One of the low moments in the history of New York came last week. That was when David Childs of the Skidmore, Owings and Merrill firm of architects unveiled yet another disappointing revision of plans for the Freedom Tower. George Pataki, the state's governor, struggled for a comment that would convey official approval of the structure to replace the Twin Towers at Ground Zero. Finally he came up with one: "I think it will be very safe."

This was telling for what it left out. The job of the Freedom Tower is to comfort Americans by sending a courageous and coherent message about the terror attacks of September 11, 2001. Yet after nearly four years of discussions, meetings and drawings, the current plan for the Freedom Tower is neither inspiring nor coherent. The early asymmetrical plan was already frightening (is it old-fashioned to expect freedom to be symmetrical?). After the most recent alterations, hastily added following demands for greater security by the police commissioner, the Freedom Tower is more symmetrical, but not improved.

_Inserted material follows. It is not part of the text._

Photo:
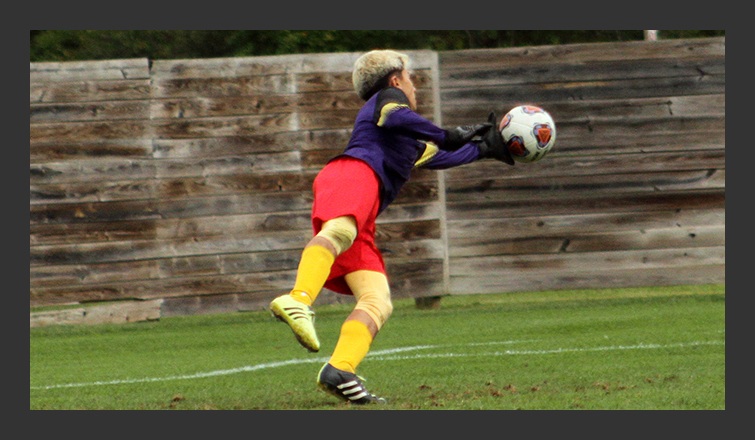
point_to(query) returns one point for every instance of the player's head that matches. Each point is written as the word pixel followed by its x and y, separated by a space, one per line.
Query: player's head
pixel 378 69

Indeed it looks like a skyscraper from Coruscant, the ominous city in Star Wars. The 20-storey base of concrete is designed to discourage the approach of car bombers, but it also puts off others. Overall, as the critics have commented, "Freedom" is looking like a fortress. What is more, plans for the rest of Ground Zero are in similar disarray. And the rows over the content of the International Freedom Center, a museum to sit adjacent to the tower, are escalating.

This is sad because New York has been a master of proud and coherent monuments. There are the very old ones - the Customs House, not far from Ground Zero. And there are the newer ones - Robert Moses's Jones Beach on Long Island, a tribute to the working man, leisure and the car. Skyscrapers? Countless, including Mies van der Rohe's Seagram Building. (Mies knew a lot about monuments. He called architecture: "The will of an epoch translated into space.") Adversity? New Yorkers have historically transcended it through fabulous architecture. This, after all, is the city that reacted to another blow - the 1929 market crash - by erecting the Empire State Building. And that within 13 months. The tallest building of its day, the Empire State represented a promise that when the economy came back, New York would be ready. It was no fortress. Indeed, architects fashioned its tip to serve as a mooring for dirigibles bearing adventurous visitors.

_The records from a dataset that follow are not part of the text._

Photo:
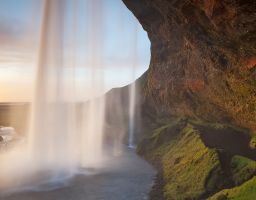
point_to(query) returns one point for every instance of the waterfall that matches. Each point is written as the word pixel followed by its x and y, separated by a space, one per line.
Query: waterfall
pixel 132 94
pixel 67 118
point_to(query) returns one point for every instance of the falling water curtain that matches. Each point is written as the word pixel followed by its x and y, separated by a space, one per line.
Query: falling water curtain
pixel 80 53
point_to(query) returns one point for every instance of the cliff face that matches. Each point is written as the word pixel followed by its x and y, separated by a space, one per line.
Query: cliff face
pixel 203 58
pixel 201 83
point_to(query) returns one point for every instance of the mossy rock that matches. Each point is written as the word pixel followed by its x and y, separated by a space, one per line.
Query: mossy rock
pixel 246 191
pixel 187 166
pixel 242 169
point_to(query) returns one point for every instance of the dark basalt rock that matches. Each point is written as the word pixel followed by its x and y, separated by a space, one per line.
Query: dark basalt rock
pixel 203 58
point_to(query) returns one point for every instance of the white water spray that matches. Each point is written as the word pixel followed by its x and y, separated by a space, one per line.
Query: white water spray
pixel 132 95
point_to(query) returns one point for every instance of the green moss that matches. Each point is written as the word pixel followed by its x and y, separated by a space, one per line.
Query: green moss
pixel 246 191
pixel 242 169
pixel 253 141
pixel 187 165
pixel 189 169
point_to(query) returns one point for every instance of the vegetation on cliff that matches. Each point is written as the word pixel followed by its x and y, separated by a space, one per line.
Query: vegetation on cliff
pixel 190 166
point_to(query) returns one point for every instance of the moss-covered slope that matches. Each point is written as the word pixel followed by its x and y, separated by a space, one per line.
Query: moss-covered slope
pixel 190 169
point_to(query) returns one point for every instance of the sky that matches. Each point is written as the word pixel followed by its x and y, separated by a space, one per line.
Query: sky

So why the Ground Zero defensiveness, incoherence and delay? How has a city that calls its firemen "New York's Bravest" reduced itself to fussing about "being safe"? The police changes made sense in security terms. But let us face it: Ground Zero will never be as safe as New York would like it to be. Terrorists could strike again. So Ground Zero may as well be about being brave.

The most discussed reason for Ground Zero's problems is national ambivalence about the meaning of the September 11 event itself. Over the years some Americans have taken the European view: that the thousands of deaths that occurred that day were a horrible but isolated event. Others believe that September 11 was something the US brought upon itself. Yet a third group, the largest, believes that September 11 was the Pearl Harbor that forced the US into its current war. If an epoch does not know what it stands for, to paraphrase Mies, then it will have trouble translating itself into space.

But there is also a larger obstacle here. Immediately after the terror attacks, the tragedy unified those affected. But these people have long since divided themselves into typical interest groups. And over the years, as in any municipal controversy, those groups have solidified, becoming something close to monuments themselves. There is the Board of the International Freedom Center, who seek to present a global message about freedom. There are the Families of the Survivors of September 11, who would prefer a narrower focus on the day itself. There is the Port Authority of New York and New Jersey, a regional entity. There is Ray Kelly, the police commissioner - who prevailed in the case of the security changes. Add in Senator Hillary Clinton - and the White House. Every group wants something more than it wants a coherent Ground Zero. Whatever they will produce will be more about consensus than vision.

The interest-group problem also stands between New York and progress in areas that have nothing to do with war. New York leaders have spent millions on the bid for the 2012 Olympics. Yet though the Olympic Committee has made it clear it desires a certain kind of stadium, irate West Siders and the Madison Square Garden venue have blocked it. Brooklyn needs a park on the waterfront, but it may not get one: Brooklynites are up in arms. Some new projects are certainly worth questioning. Others deserve swift advancement. In all cases, uncertainty is a cost the city must bear.

Ground Zero structures are now scheduled for completion in 2010 - a timetable eight times longer than that for the Empire State Building. If New York is to sustain its grandeur, let alone honour its dead, it needs to find a way to proceed more forcefully. As Mies said: "Build. Don't talk."